February’s drop in inflation was in line with economists’ expectations and largely driven by the biggest drop in fuel prices since September 2009, as well as smaller increases in clothing prices and household electricity and heating bills.
It follows a sharp fall over the past six months in inflation, which dipped below the BoE’s 2 percent target in January for the first time in more than four years.
Easing price pressures have underpinned the view the central bank can keep monetary policy loose for a while without the risk of triggering inflation even as the economy recovers quickly.
However, the Bank is also keenly aware of rising house prices which separate official data on Tuesday showed were increasing at their fastest pace in more than three years.
“Without the fall in inflation, there would undoubtedly be a rising clamour for policymakers to tighten policy to ward off fears of overheating, especially given the recent housing market upturn,” Chris Williamson, chief economist at Markit said.
“Key to how long the Bank of England can keep rates low therefore will be earnings growth.”
Despite the fall in overall inflation, house prices - which are not counted in the CPI measure - saw their biggest annual increase in January since August 2010.
BoE Governor Mark Carney has said the Bank is very alert to risks in the housing market, and in last week’s annual budget, Chancellor George Osborne urged the central bank to keep an especially close eye on house prices.
House prices across Britain rose by 6.8 percent in the 12 months to January, up from 5.5 percent in December, the ONS also said on Tuesday.

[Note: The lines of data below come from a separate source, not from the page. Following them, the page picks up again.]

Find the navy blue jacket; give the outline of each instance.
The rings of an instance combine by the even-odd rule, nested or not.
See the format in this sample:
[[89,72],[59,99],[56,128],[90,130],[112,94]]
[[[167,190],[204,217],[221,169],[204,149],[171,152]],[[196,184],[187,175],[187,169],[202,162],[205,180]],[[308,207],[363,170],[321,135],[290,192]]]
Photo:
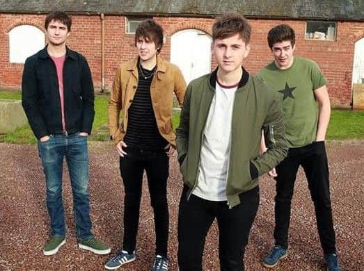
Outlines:
[[[57,71],[47,47],[26,59],[22,92],[23,108],[37,138],[63,133]],[[91,72],[85,57],[68,47],[63,97],[67,132],[90,134],[95,115]]]

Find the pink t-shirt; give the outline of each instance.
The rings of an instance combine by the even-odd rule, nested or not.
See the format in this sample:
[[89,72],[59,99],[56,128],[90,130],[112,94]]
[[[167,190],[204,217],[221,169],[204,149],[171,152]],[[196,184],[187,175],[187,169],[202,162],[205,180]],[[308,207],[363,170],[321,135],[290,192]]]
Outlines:
[[63,65],[65,64],[65,54],[60,57],[55,57],[50,56],[54,65],[56,65],[56,69],[57,69],[57,77],[58,79],[58,86],[59,86],[59,97],[61,98],[61,110],[62,113],[62,128],[63,131],[67,131],[65,127],[65,99],[63,95]]

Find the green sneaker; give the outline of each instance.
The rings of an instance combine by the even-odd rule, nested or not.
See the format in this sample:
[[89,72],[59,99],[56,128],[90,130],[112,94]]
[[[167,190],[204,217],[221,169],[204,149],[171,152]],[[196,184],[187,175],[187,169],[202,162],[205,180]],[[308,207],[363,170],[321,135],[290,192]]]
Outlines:
[[57,253],[59,248],[65,244],[64,236],[53,236],[45,246],[43,254],[49,256]]
[[86,239],[82,240],[79,243],[79,247],[90,250],[96,254],[108,254],[110,253],[111,249],[107,246],[107,245],[104,244],[102,242],[99,241],[93,236],[88,237]]

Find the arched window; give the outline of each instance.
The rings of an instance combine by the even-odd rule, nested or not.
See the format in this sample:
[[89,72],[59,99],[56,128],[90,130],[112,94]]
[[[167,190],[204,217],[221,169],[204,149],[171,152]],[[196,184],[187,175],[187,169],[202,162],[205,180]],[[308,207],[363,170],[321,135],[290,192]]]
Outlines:
[[35,26],[22,25],[9,32],[9,61],[24,63],[45,47],[45,33]]
[[364,83],[364,38],[355,42],[352,83]]

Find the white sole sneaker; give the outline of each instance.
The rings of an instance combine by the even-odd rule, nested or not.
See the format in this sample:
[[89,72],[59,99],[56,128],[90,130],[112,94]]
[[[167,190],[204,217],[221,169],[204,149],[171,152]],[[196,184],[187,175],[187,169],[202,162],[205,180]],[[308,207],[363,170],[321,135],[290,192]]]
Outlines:
[[92,247],[90,247],[87,245],[84,245],[82,244],[79,244],[79,247],[82,249],[90,251],[91,252],[93,252],[95,254],[99,254],[99,255],[109,254],[111,252],[111,248],[108,248],[107,249],[104,249],[104,250],[95,249]]
[[58,252],[59,248],[65,244],[65,239],[63,239],[63,240],[62,242],[61,242],[59,243],[59,245],[57,247],[56,247],[56,248],[54,248],[54,249],[47,250],[47,251],[45,251],[43,249],[43,254],[46,255],[46,256],[54,255],[56,253],[57,253]]
[[104,268],[105,268],[105,269],[107,269],[108,270],[116,270],[116,269],[119,268],[121,265],[124,265],[125,263],[132,263],[132,261],[135,261],[135,258],[132,258],[131,260],[128,260],[128,261],[125,261],[125,262],[122,263],[120,263],[120,265],[113,266],[113,267],[112,267],[112,268],[109,267],[109,266],[106,266],[106,265],[104,265]]

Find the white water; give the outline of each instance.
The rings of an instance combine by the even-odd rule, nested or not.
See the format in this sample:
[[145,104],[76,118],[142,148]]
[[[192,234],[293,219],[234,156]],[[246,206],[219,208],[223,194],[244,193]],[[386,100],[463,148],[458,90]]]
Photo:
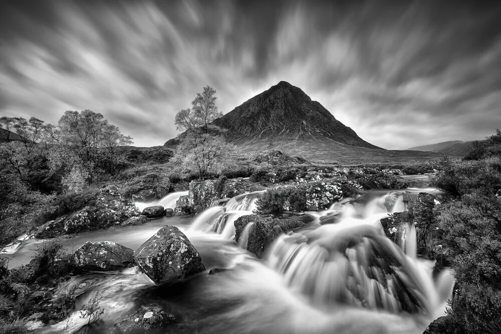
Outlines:
[[[405,209],[400,197],[392,206],[388,205],[393,202],[388,200],[390,195],[384,193],[309,213],[316,217],[313,227],[280,236],[265,259],[259,261],[231,241],[234,220],[251,214],[259,195],[237,196],[224,206],[207,209],[193,221],[166,217],[119,230],[81,233],[74,238],[79,243],[115,238],[135,248],[162,225],[174,224],[188,236],[207,269],[226,271],[212,275],[206,272],[162,286],[154,286],[131,269],[92,274],[65,282],[57,293],[77,288],[81,293],[78,309],[99,291],[105,313],[89,333],[109,332],[139,305],[151,303],[171,309],[180,319],[176,325],[194,326],[185,332],[200,334],[417,334],[441,315],[451,292],[450,277],[432,279],[432,262],[416,255],[413,227],[405,229],[401,248],[382,231],[380,219]],[[321,224],[331,216],[337,217],[335,223]],[[253,226],[245,227],[242,245]],[[12,259],[25,248],[12,254]],[[79,315],[76,311],[68,321],[41,332],[74,332],[84,324]]]
[[140,211],[142,211],[145,208],[154,205],[161,205],[165,209],[167,208],[175,209],[176,208],[176,202],[179,199],[179,197],[182,196],[186,196],[187,194],[187,190],[186,191],[176,191],[167,194],[166,196],[156,201],[147,202],[135,202],[134,204]]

London prices soared by 13.2 percent, the biggest annual rise since July 2010.
Figures from Britain’s main banks, also released on Tuesday, pointed to a slight levelling off in the number of mortgages being approved to buy new homes, which hit the highest since September 2007 in January.
But the amount of net new mortgage lending rose by the largest amount since March 2012, and economists said they expected house prices to continue rising.
“The slight decline in mortgage approvals for house purchase in February is almost certainly a blip, and doesn’t herald the end of the revival in mortgage lending,” consultancy Capital Economics wrote in a note to clients.
Concerns about the rapid rebound in house prices prompted the BoE to announce in November that it would scrap the part of its Funding for Lending Scheme that supports mortgage lending, although it has stopped short of saying their is a bubble.
A shortage of housing is a major issue, and Osborne said last week that the government would extend the equity loan portion of the government’s Help to Buy house purchase programme for four years longer than planned to 2020.
The government says the scheme promotes construction, though critics say that the main effect - particularly of a second element that guarantees high loan-to-value mortgages - is to push up house prices.
Britain’s economic rebound has been led by consumer spending and the housing market. Data from the Confederation of British Industry, also released on Tuesday, showed a slowdown in retail sales growth in March, but that stores expected a big rebound in April. Some of the effect was due to differences in the timing of Easter and Mother’s Day, the CBI added.